Les résultats de cette méta-analyse rejoignent les recommandations entre autres de l’Organisation Mondiale de la Santé, du National Institute for Health and Clinical Excellence (NICE) et de l’American College of Obstetricians and Gynecologists.

- Chez les femmes avec un risque élevé de pré-éclampsie (c.-à-d. avec antécédent de pré-éclampsie, hypertension chronique, diabète, affection rénale, maladie auto-immune ou en cas de grossesse multiple), il est recommandé d’administrer une faible dose d’acide acétylsalicylique (60 à 100 mg par jour) à partir de la fin du premier trimestre de la grossesse.

- Chez les femmes avec un risque modéré de pré-éclampsie (c-à-d. avec plusieurs facteurs de risque moins graves tels que première grossesse, âge ≥ 40 ans, intervalle entre les grossesses > 10 ans, BMI ≥ 35, antécédents familiaux de pré-éclampsie), une même approche préventive est parfois proposée mais le bénéfice clinique est encore plus faible que chez les femmes avec un risque élevé.
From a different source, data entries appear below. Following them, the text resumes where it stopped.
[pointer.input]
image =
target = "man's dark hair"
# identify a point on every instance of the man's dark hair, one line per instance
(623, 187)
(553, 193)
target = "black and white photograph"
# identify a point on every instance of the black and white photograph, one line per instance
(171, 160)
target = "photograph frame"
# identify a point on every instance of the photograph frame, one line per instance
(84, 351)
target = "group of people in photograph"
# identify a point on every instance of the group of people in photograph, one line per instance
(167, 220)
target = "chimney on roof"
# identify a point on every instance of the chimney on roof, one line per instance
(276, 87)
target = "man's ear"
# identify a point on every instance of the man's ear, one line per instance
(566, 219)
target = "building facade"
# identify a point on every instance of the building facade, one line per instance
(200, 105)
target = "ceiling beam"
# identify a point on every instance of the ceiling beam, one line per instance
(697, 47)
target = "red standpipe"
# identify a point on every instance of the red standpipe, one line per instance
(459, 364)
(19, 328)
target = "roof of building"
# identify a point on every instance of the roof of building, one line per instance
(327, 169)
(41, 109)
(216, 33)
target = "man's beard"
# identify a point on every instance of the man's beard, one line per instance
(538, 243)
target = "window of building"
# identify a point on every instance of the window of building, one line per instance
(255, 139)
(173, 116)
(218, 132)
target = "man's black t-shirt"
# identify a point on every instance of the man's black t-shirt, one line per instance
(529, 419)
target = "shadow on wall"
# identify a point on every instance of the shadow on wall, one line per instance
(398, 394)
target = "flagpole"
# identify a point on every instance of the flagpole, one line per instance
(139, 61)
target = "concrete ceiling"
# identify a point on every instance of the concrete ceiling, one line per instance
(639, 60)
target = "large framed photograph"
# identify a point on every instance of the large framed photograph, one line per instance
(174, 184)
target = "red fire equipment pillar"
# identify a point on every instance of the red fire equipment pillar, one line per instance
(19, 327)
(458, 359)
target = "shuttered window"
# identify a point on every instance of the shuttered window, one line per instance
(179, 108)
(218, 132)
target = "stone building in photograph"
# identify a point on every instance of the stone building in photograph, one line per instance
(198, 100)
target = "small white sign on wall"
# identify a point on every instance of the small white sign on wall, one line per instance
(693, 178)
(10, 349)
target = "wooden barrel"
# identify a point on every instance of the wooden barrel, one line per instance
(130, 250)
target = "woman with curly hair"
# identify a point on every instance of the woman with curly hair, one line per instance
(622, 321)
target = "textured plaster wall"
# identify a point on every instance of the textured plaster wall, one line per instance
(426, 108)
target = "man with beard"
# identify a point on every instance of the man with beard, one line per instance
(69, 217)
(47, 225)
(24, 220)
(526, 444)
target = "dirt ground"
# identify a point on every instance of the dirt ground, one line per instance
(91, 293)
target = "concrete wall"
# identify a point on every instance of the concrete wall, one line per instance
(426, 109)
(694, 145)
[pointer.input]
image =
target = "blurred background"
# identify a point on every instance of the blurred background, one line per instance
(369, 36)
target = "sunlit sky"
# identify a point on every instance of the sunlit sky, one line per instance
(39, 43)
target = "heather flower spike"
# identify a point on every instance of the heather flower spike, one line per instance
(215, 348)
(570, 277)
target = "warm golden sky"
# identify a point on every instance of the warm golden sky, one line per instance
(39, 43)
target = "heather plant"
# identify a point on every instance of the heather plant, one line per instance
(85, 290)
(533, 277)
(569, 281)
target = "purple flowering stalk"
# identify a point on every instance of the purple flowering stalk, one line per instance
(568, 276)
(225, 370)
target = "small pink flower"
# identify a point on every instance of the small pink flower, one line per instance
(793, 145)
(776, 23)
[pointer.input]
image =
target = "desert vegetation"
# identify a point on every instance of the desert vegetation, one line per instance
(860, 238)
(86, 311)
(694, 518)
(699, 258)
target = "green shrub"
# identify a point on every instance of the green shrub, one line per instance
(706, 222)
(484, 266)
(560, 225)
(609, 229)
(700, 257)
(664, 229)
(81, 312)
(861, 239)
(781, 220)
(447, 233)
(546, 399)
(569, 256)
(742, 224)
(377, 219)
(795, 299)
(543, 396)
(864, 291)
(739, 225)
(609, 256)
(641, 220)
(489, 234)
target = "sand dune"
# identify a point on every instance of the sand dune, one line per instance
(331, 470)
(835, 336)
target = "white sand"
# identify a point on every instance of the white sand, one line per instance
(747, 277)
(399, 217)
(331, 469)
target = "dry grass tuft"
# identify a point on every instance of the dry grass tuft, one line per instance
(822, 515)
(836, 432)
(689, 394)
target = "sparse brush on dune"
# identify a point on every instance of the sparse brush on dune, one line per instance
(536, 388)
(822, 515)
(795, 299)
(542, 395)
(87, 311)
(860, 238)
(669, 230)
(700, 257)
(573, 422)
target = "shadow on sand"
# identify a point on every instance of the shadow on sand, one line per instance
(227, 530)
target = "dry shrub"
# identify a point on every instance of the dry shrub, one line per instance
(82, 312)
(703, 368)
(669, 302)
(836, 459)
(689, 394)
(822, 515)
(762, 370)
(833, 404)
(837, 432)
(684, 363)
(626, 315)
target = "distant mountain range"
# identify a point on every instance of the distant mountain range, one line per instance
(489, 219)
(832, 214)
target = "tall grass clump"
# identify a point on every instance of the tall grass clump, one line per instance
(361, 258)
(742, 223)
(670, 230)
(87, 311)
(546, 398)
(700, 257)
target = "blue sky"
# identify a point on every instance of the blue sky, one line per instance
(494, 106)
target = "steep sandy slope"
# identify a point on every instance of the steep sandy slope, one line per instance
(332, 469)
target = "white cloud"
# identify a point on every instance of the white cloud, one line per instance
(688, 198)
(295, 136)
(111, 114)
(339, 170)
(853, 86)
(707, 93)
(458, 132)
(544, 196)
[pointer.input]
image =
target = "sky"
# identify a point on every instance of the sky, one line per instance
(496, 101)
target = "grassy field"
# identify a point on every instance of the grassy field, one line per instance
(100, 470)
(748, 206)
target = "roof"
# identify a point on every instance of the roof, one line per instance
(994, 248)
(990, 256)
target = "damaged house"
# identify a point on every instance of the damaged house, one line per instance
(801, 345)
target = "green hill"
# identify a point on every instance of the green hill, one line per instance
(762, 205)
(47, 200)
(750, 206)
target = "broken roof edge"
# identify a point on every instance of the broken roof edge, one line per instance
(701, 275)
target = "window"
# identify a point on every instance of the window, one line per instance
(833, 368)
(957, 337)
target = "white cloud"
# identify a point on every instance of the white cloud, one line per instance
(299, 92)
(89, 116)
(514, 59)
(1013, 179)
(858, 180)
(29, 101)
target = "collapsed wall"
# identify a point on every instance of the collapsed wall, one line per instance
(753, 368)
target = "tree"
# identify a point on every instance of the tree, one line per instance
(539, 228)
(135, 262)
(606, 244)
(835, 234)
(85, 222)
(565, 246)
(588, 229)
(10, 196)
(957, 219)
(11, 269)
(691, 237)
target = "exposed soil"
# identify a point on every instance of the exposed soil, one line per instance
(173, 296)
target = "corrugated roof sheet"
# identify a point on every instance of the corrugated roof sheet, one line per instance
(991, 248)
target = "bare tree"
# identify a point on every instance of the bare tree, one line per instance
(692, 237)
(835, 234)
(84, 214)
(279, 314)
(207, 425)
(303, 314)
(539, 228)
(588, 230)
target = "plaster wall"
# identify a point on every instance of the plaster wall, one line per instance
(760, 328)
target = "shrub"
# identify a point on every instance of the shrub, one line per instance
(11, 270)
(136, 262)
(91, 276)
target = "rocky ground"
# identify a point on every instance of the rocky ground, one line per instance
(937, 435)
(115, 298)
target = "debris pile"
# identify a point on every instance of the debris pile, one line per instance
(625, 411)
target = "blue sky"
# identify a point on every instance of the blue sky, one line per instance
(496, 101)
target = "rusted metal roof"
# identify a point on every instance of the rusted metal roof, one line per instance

- Chez les femmes avec un faible risque de pré-éclampsie, la prise d'acide acétylsalicylique n'est pas recommandée.

 

Commentaire du CBIP

Les facteurs de risque de pré-éclampsie n'ont pas tous été bien évalués, et il reste difficile en pratique de définir quelles sont les patientes qui pourront tirer un bénéfice d'une faible dose d'acide acétylsalicylique. En pratique, on se base principalement sur les antécédents de pré-éclampsie, mais il convient aussi de prendre en compte d'autres facteurs tels que hypertension artérielle, grossesse multiple, maladie rénale….Dans le Répertoire Commenté des Médicaments, il est mentionné que l'acide acétylsalicylique est à déconseiller pendant la grossesse, entre autres en raison de la suspicion d'un effet tératogène pendant le premier trimestre de la grossesse et du risque d'hémorragies chez la mère, le fœtus et le nouveau-né en cas de prise d'acide acétylsalicylique pendant le troisième trimestre de la grossesse. Avec les faibles doses d'acide acétylsalicylique telles que celles utilisées dans la prévention de la pré-éclampsie, il n'existe pas d'indices d'un risque accru d'hémorragie pendant l'accouchement. Par mesure de précaution, il est toutefois recommandé d'interrompre la prise d'acide acétylsalicylique 5 à 10 jours avant la date prévue de l'accouchement.